Textual Coordinators

This week, Slattery’s article struck me as I found that the writing process many companies are experiencing are the same as the ways my writing has evolved in the professional world.  Working in special events, I am currently the point person for two events – Mountaineer Week (a week long celebration of the history and culture of West Virginia) and the Student Affairs Hall of Fame Dinner (a dinner which inducts retirees into the Hall of Fame and recognizes an individual for an Outstanding Achievement Award).

Mountaineer Week as over 100 events that take place throughout the week, and we highlight some of those events for press releases, news articles, etc.  What I have found is that I am using material about this event that I acquired from the articles written last year, e-mails from my co-chairs, emails from outside vendors, and information from outside vendors’ websites.  I am finding that I add very little original writing, but doing more copying and pasting to form an effective marketing document.

For the Hall of Fame Dinner, I have to write short biographies on each of the winners for the program.  Knowing none of these people, I am relying on information from their nomination forms, anything written about them from their time at WVU, and their answers from questionnaires I gave them.  Again, I find myself adding such little original writer, but doing more arranging of words that have already been written.

My role, then has become much less about writing and more about “’textual coordination’ (Slattery, 2005) [which] refers more narrowly and specifically to the selection of texts from a larger information environment and staging and manipulating them toward the production of a new text,” (318).

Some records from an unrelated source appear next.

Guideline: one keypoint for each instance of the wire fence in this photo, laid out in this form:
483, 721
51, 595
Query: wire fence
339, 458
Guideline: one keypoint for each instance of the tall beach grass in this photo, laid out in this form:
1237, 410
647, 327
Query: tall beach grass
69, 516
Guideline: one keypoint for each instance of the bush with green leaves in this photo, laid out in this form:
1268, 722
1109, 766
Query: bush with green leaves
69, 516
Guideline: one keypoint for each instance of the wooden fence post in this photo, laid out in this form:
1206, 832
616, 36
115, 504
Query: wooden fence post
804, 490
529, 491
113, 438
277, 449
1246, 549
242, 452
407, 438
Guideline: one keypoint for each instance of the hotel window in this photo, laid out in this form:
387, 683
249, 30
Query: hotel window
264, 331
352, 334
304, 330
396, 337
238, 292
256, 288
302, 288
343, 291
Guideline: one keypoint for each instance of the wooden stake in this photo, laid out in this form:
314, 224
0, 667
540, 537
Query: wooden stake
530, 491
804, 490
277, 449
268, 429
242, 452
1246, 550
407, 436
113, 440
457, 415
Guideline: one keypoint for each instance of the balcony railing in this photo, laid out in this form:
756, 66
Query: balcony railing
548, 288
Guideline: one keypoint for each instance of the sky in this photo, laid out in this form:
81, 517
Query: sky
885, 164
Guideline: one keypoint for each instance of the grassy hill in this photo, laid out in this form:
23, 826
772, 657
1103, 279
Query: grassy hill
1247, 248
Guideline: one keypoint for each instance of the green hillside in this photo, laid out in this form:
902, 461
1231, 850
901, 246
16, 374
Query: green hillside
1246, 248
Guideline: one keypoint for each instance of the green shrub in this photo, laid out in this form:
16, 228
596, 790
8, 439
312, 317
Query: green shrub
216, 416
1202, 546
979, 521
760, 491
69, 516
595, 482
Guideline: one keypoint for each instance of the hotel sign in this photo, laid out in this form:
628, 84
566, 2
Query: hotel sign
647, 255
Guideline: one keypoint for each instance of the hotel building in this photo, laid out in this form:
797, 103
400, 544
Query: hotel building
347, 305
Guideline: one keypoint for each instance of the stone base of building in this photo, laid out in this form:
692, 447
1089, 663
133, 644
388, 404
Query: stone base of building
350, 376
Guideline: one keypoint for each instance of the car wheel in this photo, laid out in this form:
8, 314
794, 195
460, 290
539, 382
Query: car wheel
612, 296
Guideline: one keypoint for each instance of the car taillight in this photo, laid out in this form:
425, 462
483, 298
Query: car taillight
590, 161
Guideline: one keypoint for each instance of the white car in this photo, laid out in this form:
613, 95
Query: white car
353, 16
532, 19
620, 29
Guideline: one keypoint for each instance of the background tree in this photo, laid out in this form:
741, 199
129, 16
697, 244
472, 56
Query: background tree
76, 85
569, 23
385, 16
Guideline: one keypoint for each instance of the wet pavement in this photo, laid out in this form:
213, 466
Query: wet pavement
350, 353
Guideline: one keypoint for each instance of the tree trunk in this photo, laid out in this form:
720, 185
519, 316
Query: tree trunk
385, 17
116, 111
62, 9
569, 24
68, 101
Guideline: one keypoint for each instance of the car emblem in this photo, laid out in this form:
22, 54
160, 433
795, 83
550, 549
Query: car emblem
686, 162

Because my office is small, and I am the known point person for these events, it is simple for everyone to send their changes and additions to me via email so that I can keep them in a folder for my use when putting the pieces of each writing together.  However, on a larger scale, I agree with Slattery’s view that the distribution of labor and the patterns of organization are important factors to study when evaluating writing practices.  In larger businesses, I can see this kind of communication coming in from all angles and for much more technical subjects to be an extremely complex environment in which to produce texts.

Slattery also voices concern over technical writers losing their expertise on a subject because of the collaborative nature of writing, but I also wonder how this whole “copy and paste” phenomenon is affecting the validity of authorship in documents.  I realize that for a technical manual, there might not be a name put on the front of the booklet, but for many technical writings an author is listed. Does having authorship matter to those who may have made a significant contribution to a piece of writing only to have their words made different because they were copied and pasted in a different sequence?

And how does this alter the argument about us calling ourselves “technical writers” vs. “technical communicators”?

Slattery, Shaun. “Undistributing Work Through Writing: How Technical Writers Manage Texts in Complex Information Environments.” Technical Communication Quarterly 16.3. (2007): 311-325. PDF.